Langkah besar yang sangat bermanfaat sejak pencanangan program PBB tersebut
adalah kegiatan pemotretan perkembangan (maupun kemunduran) kondisi
perempuan di segala lini di seluruh negara dunia melalui pemilahan data
yang dikeluarkan oleh lembaga-lembaga PBB. Artinya bahwa segala data
politik, ekonomi, sosial, serta budaya selalu mencatat kondisi laki-laki
maupun perempuan.
Seluruh data statistik di dunia kini mengikuti pola itu. Di tataran global,
lembagalembaga PBB secara konsekuen mengampanyekan kesetaraan hak antara
laki-laki dan perempuan sebagai bagian dari pemenuhan hak asasi manusia,
serta mendorong agendaagenda pembangunan dan politik yang bersifat inklusif
(mengikutsertakan segala kalangan). Ada lembaga khusus yang mendukung
agenda perbaikan kondisi bagi perempuan, yakni UN Women (dulunya
UNIFEM).
Selain itu, tiap lembaga bentukan PBB selalu mengikutsertakan komponen
kesetaraan gender dalam kegiatannya. Sejak tahun 1991, PBB secara berkala
menerbitkan The World’s Women (WW) untuk memotret tren dan statistik
perempuan dalam ragam dimensi kehidupan. Membandingkan TheWorld’s Women
tahun 1991 dan 2010, dapat disimpulkan bahwa secara makro dan secara umum
telah terjadi perbaikan kondisi perempuan. Pada tahun 1991, telah
berkembang wacana pengintegrasian peranan perempuan dalam pembangunan
ekonomi serta kegiatan politik, namun praktiknya masih jauh dari
harapan.
Meskipun perempuan mulai mendapatkan akses pendidikan, kesehatan dan
pekerjaan, jumlah dan standar kualitasnya masih jauh dari harapan. Kalaupun
pemerintah melibatkan perempuan dalam agenda pembangunan, yang terjadi
adalah pemberian peran berdasarkan asumsi atas apa yang sebaiknya dilakukan
perempuan. Artinya, perempuan masih ditempatkan dalam kotak-kotak yang
dianggap layak oleh pemerintah (yakni sebagai pendamping laki-laki).

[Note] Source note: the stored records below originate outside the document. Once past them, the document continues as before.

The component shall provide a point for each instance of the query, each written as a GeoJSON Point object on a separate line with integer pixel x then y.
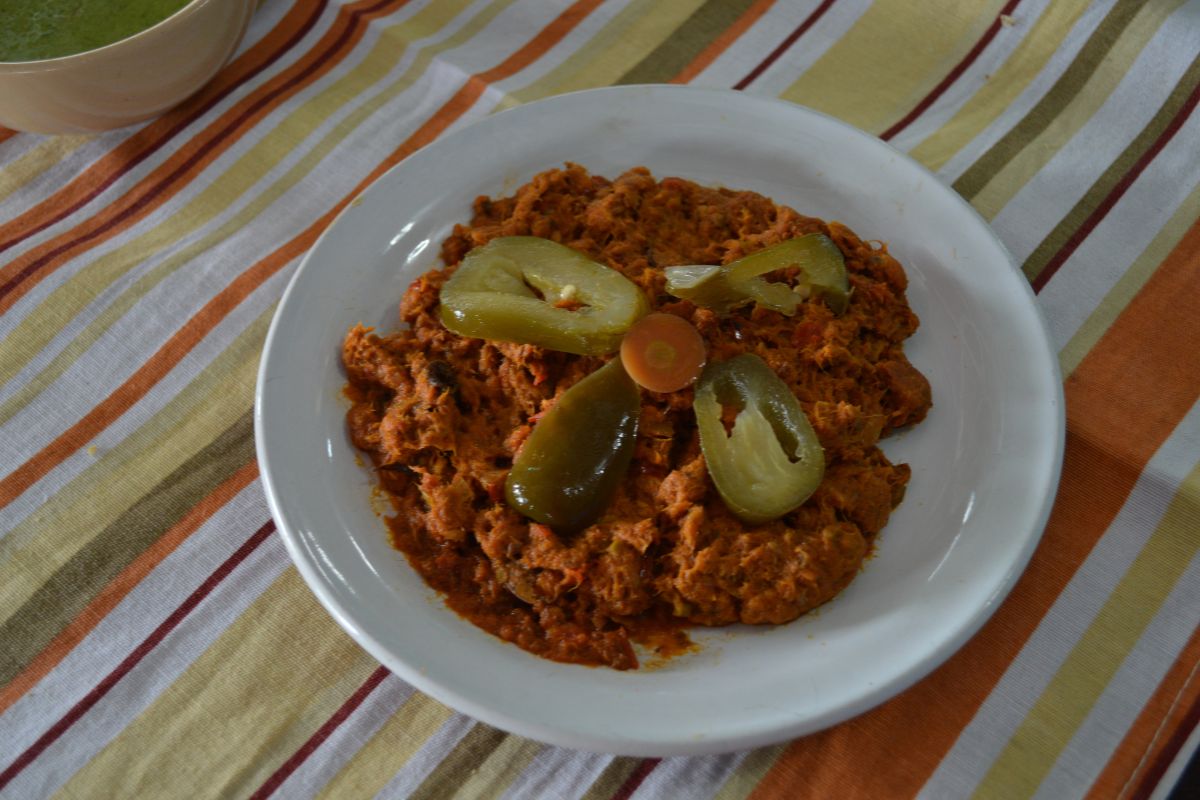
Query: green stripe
{"type": "Point", "coordinates": [471, 751]}
{"type": "Point", "coordinates": [687, 42]}
{"type": "Point", "coordinates": [77, 582]}
{"type": "Point", "coordinates": [1102, 40]}
{"type": "Point", "coordinates": [1131, 283]}
{"type": "Point", "coordinates": [1105, 644]}
{"type": "Point", "coordinates": [1096, 194]}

Selain itu, belum ada perhatian khusus pada kategorisasi dalam perempuan,
misalnya perempuan miskin, perempuan yang bekerja di sektor pertanian,
buruh anak perempuan, dll. Urusan politik, tetap hampir tak terjamah oleh
perempuan, khususnya di negara-negara berkembang. Dalam WW 2010, perempuan
mengalami kemajuan peran yang luar biasa. Sejumlah besar perempuan secara
terbuka menyatakan diri bekerja, bahkan dalam profesi yang biasanya
didominasi laki-laki dan menjadi pencari nafkah utama dalam keluarga.
Meskipun tetap ada gunjingan sosial, sejumlah besar perempuan memilih untuk
menunda menikah (bahkan hingga usia 30 pada kelompok masyarakat tertentu).
Dalam krisis ekonomi global 2008 yang memaksa sebagian besar pekerja untuk
kehilangan pekerjaan, justru terdata bahwa lebih banyak lakilaki yang
kehilangan pekerjaan dibandingkan perempuan.
Partisipasi perempuan dalam ekonomi termasuk stabil. Problemnya, perempuan
punya jam kerja yang jauh lebih lama daripada laki-laki dengan tingkat upah
dan wewenang yang relatif jauh di bawah laki-laki. Jumlah perempuan yang
mendapatkan pendidikan universitas meningkat pesat. Pemerintah di berbagai
belahan dunia juga tidak asing lagi dengan program- program sosial yang
secara khusus menyasar perempuan, misalnya program kredit mikro, program
perbaikan mutu kesehatan bagi ibu dan anak, program sekolah.
Namun, kita juga tahu bahwa perempuan masih mengalami kerentanan yang
tinggi ketika berhadapan dengan kekuasaan politik, tradisi, dan pelecehan
seksual. Jumlah perempuan yang terlibat dan lolos seleksi politik tetap
rendah. Perempuan yang terjun ke dunia politik mendapatkan kritik dan
sorotan yang lebih tajam dibandingkan laki-laki, apalagi jika status sosial
ekonomi atau pengalaman mereka dianggap kurang superior.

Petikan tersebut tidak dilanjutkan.